J’entends alors des voix au lointain.
Je lance quelques Youhou sonores… un groupe approche.
Un groupe de malais accompagné de quoi, je vous le donne dans le mille, un guide certifié. Et il est charmant.
Je demande mon chemin.

Monsieur le guide me toise d’un drôle d’air « are you alone ?« . Je réponds d’un yes sir ! ferme et souriant

 

« Really alone ?« 
Etrange question. Je suis bien tentée de répondre que non, effectivement, j’ai toute ma famille pliée dans le sac, à la Marie Poppins.

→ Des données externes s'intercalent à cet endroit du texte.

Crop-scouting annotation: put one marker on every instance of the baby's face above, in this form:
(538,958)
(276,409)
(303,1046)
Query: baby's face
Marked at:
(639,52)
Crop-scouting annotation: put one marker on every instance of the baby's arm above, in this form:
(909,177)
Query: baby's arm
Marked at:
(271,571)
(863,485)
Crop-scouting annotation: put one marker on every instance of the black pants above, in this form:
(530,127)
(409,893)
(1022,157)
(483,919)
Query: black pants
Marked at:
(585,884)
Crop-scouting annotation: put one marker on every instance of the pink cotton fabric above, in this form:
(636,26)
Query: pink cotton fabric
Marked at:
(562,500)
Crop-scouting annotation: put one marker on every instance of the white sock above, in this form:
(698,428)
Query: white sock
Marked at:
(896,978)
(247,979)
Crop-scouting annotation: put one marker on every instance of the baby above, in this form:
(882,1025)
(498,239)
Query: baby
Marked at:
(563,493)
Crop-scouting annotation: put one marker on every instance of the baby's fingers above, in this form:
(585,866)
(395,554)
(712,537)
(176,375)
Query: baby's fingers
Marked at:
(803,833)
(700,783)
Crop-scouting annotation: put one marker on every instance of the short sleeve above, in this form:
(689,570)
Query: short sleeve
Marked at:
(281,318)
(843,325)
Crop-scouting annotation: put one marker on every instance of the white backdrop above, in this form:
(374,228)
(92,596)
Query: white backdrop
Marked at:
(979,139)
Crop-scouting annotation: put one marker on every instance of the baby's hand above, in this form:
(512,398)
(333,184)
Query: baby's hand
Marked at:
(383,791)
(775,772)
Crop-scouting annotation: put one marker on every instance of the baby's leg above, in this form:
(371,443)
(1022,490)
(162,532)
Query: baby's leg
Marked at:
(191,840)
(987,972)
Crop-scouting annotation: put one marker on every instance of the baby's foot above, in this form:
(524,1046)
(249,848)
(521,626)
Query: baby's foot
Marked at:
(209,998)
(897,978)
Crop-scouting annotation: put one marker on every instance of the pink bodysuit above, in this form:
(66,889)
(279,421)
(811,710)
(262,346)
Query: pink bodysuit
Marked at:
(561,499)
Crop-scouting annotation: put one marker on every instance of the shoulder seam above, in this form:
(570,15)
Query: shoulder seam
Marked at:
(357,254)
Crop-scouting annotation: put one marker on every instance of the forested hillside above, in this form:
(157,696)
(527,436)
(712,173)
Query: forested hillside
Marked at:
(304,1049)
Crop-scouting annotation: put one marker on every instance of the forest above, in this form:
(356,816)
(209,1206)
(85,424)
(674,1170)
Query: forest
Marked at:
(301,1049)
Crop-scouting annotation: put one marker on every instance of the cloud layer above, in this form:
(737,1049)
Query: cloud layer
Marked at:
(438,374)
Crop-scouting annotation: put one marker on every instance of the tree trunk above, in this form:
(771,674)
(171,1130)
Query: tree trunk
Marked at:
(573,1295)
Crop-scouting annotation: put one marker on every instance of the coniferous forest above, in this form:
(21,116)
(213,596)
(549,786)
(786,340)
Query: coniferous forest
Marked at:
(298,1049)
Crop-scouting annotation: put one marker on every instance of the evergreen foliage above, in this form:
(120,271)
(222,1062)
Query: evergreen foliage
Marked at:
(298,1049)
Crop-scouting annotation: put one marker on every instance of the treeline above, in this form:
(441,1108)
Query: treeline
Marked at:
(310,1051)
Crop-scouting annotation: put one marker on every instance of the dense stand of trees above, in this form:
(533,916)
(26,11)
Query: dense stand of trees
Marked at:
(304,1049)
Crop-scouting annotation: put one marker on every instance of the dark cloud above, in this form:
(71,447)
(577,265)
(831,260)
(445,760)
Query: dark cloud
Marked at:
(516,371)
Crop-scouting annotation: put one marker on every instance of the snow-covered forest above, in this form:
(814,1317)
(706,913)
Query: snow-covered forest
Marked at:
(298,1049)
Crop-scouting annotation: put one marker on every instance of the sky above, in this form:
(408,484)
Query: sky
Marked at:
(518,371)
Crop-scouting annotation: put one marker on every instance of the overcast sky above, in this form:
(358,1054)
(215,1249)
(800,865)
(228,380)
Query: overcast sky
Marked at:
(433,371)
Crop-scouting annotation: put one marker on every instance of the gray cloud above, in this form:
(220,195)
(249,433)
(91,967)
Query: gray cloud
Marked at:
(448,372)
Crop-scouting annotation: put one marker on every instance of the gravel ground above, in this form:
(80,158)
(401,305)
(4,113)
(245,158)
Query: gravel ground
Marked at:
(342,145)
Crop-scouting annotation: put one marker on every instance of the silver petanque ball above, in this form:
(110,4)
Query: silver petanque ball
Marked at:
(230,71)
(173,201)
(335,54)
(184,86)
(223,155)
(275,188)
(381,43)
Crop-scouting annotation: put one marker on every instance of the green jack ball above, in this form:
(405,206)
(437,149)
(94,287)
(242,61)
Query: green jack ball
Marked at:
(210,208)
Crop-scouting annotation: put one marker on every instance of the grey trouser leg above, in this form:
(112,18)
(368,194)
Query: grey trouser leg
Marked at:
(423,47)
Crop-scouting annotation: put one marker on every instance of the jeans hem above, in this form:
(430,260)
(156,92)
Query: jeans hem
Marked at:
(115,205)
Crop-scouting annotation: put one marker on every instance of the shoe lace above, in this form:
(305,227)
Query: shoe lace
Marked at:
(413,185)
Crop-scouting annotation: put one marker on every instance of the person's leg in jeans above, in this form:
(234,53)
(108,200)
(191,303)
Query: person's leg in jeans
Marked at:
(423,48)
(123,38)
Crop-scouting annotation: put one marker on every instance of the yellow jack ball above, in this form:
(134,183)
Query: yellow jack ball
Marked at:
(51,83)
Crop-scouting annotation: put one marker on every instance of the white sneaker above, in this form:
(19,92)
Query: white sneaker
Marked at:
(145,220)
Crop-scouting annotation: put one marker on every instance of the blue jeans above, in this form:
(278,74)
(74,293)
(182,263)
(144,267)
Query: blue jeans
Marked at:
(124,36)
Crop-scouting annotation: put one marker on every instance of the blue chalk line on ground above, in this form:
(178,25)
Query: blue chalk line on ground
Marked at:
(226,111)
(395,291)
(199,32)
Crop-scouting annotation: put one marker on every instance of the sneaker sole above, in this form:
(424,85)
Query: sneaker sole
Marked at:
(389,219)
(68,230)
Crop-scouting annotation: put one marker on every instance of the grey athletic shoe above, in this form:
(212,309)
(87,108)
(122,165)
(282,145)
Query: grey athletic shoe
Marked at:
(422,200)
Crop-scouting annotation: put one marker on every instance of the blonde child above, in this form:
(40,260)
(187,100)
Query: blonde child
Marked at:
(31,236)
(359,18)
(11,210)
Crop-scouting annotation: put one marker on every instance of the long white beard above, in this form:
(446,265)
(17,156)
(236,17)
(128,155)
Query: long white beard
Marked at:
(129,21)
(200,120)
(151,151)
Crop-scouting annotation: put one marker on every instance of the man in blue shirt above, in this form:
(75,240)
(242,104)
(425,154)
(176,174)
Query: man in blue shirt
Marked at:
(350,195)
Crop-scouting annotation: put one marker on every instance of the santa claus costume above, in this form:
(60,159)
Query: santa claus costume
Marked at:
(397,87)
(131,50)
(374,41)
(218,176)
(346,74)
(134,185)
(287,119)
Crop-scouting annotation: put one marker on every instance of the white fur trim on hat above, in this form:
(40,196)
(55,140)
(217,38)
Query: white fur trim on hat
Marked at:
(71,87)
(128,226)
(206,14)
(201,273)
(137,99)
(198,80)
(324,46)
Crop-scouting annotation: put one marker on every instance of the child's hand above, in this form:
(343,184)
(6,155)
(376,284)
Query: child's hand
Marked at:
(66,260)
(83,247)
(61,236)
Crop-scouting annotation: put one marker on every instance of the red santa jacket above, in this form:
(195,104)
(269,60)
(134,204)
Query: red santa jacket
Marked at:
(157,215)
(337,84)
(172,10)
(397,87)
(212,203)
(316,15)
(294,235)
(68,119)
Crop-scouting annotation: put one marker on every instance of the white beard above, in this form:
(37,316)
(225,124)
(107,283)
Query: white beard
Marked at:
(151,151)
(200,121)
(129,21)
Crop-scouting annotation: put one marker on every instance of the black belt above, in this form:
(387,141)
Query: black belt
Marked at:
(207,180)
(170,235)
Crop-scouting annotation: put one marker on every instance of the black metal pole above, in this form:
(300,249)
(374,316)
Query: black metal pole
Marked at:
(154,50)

Je ne le fais pas, bien entendu, un guide qui vous tombe du ciel mérite quelques égards.
Ma réponse le laisse perplexe, il me jette de brefs coups d’œil, mine de rien.

Les explications qu’il me donne pour trouver mon chemin dans un anglais un peu court ne sont guère convaincantes.
Je demande de la façon la plus charmante que je connaisse si je peux me joindre à eux.
Of course !
Je ne me le fais pas dire deux fois et je colle au train de ce providentiel Tarzan.
Il m’appelle par mon prénom, m’explique les arbres, les feuilles qui se transforme en antiseptique quand on les frotte dans un peu d’eau dans la paume de la main, quel est l’arbre dont l’écorce donne un poison violent pour aller chasser le gibbon à la sarbacane.
Il m’attrape même une grenouille pour que je puisse la prendre en photo.
Je suis prête à l’épouser.
Jo, c’est son nom. Nous traversons des rivières, sans pont, des flaques de boue de la taille du lac Léman, des descentes glissantes… Je nage dans le bonheur. Jamais, au grand jamais je n’aurai trouvé seule mon chemin ici

Mais avant de vous narrer la suite, je dois vous parler du sujet de conversation préféré des explorateurs en herbe du Taman Negara. Il ne s’agit pas du tigre ou des éléphants de jungle, ni même du toucan ou des chauves-souris, il s’agit des sangsues 

 

Et quelles sangsues !
Chacun y va de son conseil pour contrer ce fléau. Les plus prévoyants ont des guêtres spéciales, des répulsifs…
Les sangsues du Taman Negara peuvent être assez grosses.
Elles sont partout sur le sol, surtout quand il a plu la veille. C’est bien ma chance.
De la taille d’un petit vers de terre (et parfois vraiment très petit), elles se dressent sur leur pied ventouse quand elles vous entendent arriver. Elles s’étirent à la façon d’une antenne d’escargot et dès que vous êtes repéré, elles rappliquent au triple galop comme une chenille de cartoon.
Elles partent à l’assaut de vos chaussures, se faufilent dans les chaussettes les plus serrées et slurp !
Complètement indolore, on ne les remarque qu’une fois leur forfait accompli.
Le plus spectaculaire, c’est qu’une fois qu’elles ont bien festoyé, elles se laissent tomber sur le sol en laissant derrière elles une belle tâche de sang sur les vêtements car elles injectent un anticoagulant de leur fabrication… alors ça saigne pas mal.
Jo se contrefiche des sangsues. Il regarde régulièrement ses chaussures, les retire à la main et continue son chemin.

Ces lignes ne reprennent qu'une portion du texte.